Gözlerimi araladığımda daha hava aydınlanmamıştı bile ve ben kan ter içinde kalmış bir vaziyette mide bulantısıyla kıvranıyordum. Akşam yediğim yemekten olsa gerek diyeceğim ama midem dün sabahtan beri bulanıyordu. Hastaneden geldikten sonra mideme inen tek şey su olmuştu ve sabah kalktığımda da herkes bir garipti Furkan da ben girdikten sonra şaşırmış gibi yapmıştı. Kafama dank eden şeyle beraber zar zorda olsa telefonumu elime alıp mutfaktaki gizli kameraya açtım. Şuan mutfakta yengem vardı, telefonla gizli gizli konuştuğu o kadar belli oluyordu ki şuan bunu umursamadım ama daha sonra izleyeceğimi kafamın bir yerlerine not ederek hastaneye gitmek için çıktığım saatten itibaren izlemeye başladım. Ağrıdan deli gibi kıvranıyordum fakat bunu izlemem lazımdı, yarım saat sonra mutfağa yengemin girmesiyle midemde hissettiğim acıyla beraber kaşlarımı çattım.

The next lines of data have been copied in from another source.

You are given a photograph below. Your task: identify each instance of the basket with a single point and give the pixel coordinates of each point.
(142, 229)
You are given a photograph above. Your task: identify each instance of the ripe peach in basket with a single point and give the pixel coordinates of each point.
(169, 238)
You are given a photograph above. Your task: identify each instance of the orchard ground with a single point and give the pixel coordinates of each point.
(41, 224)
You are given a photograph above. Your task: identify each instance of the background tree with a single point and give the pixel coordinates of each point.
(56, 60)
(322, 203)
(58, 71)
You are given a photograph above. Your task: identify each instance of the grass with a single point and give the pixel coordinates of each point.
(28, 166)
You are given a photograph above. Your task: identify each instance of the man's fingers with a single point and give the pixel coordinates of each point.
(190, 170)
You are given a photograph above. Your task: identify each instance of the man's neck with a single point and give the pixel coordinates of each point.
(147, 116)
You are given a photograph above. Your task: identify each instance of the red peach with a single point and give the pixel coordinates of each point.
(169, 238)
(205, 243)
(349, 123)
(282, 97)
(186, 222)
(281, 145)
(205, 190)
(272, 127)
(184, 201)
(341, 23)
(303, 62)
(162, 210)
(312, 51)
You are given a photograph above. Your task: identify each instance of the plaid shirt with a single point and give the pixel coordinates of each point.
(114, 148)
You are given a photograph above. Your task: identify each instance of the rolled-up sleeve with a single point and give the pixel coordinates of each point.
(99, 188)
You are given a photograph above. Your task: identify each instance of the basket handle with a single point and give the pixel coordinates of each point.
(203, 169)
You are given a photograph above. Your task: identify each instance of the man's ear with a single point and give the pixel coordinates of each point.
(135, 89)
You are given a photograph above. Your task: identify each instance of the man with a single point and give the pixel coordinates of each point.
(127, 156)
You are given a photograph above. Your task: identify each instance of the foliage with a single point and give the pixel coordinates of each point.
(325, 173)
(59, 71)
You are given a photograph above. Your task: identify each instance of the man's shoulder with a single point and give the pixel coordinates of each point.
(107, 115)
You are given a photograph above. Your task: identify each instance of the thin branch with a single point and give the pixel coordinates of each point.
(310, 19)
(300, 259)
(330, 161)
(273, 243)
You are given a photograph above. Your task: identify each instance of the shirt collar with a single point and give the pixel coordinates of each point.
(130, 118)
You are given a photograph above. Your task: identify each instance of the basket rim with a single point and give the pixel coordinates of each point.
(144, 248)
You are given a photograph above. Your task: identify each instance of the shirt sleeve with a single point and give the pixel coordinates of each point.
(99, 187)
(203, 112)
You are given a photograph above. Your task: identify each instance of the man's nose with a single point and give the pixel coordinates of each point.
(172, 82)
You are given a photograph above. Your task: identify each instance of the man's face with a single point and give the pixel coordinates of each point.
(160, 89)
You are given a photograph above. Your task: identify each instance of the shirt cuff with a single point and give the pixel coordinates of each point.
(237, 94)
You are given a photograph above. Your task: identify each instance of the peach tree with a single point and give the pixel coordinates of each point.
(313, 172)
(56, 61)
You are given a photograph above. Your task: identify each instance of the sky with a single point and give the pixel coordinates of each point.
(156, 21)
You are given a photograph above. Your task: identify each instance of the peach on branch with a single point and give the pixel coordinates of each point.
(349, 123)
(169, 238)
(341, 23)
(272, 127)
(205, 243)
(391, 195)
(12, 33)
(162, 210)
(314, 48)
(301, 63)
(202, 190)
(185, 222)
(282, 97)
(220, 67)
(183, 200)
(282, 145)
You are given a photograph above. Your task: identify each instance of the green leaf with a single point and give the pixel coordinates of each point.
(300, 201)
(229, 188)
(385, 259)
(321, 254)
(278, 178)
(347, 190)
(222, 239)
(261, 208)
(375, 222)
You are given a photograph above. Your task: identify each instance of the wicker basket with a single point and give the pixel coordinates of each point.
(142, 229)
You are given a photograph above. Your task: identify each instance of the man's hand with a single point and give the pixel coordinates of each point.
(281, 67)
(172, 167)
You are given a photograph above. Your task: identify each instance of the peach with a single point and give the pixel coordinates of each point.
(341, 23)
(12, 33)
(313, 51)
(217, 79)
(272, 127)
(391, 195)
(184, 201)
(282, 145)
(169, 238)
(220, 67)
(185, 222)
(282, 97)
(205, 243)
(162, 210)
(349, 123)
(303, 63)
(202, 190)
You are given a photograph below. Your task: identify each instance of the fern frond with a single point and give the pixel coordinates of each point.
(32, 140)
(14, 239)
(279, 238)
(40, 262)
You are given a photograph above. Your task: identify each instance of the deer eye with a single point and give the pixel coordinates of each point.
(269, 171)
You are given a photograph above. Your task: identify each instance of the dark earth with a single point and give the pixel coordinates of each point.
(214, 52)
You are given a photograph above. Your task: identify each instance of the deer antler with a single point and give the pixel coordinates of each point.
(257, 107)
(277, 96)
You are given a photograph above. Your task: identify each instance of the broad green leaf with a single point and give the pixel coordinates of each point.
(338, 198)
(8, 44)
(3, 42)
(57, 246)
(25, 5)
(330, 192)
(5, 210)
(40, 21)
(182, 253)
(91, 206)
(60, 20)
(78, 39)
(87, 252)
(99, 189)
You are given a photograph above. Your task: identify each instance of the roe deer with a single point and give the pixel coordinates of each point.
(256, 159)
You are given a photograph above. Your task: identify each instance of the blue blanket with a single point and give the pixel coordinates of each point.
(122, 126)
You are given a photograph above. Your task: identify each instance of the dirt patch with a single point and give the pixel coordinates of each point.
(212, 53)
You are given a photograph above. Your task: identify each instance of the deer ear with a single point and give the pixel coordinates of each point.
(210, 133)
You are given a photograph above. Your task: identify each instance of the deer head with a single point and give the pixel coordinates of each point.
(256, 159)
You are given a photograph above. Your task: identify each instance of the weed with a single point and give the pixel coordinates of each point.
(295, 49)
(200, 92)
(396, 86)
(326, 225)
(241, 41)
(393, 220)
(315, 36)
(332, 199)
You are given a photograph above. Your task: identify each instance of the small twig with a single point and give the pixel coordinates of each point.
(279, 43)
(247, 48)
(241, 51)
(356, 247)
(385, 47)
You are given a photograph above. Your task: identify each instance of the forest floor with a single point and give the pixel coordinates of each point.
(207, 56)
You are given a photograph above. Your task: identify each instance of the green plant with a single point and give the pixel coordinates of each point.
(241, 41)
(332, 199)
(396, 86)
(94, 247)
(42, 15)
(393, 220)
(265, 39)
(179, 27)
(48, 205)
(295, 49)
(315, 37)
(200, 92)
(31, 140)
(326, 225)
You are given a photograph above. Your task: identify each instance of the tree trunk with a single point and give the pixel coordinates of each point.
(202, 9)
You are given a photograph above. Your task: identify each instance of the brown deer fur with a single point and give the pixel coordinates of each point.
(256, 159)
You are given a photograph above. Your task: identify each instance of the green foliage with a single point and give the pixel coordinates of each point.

Hap mı? Suyun içine hap mı attı o bana mı öyle?

"Siktir!" zehirlenmiştim. Üzerimden örtüyü fırlatmamla beraber Meriç'in evde olmadığını anladığımda seslenme gereği duymadan anahtarımı alıp kapıyı kilitlediğim gibi hızla merdivenlere yönelip koşmaya başladım, bu zehri vücudumdan bir şekilde atmam lazımdı ve ben ter yoluyla olanı seçmiştim.

On beş hadi bilemedin yirmi dakikadır koşuyordum ne zamandır elimde olduğunu bilmediğim telefonum çalınca varlığı fark edip durdum. Ekranda yazana baktığımda arayanın Meriç olduğunu gördüğümde aramayı cevaplayıp telefonu kulağıma dayadığımda bir yandan da koşmaya devam ettim.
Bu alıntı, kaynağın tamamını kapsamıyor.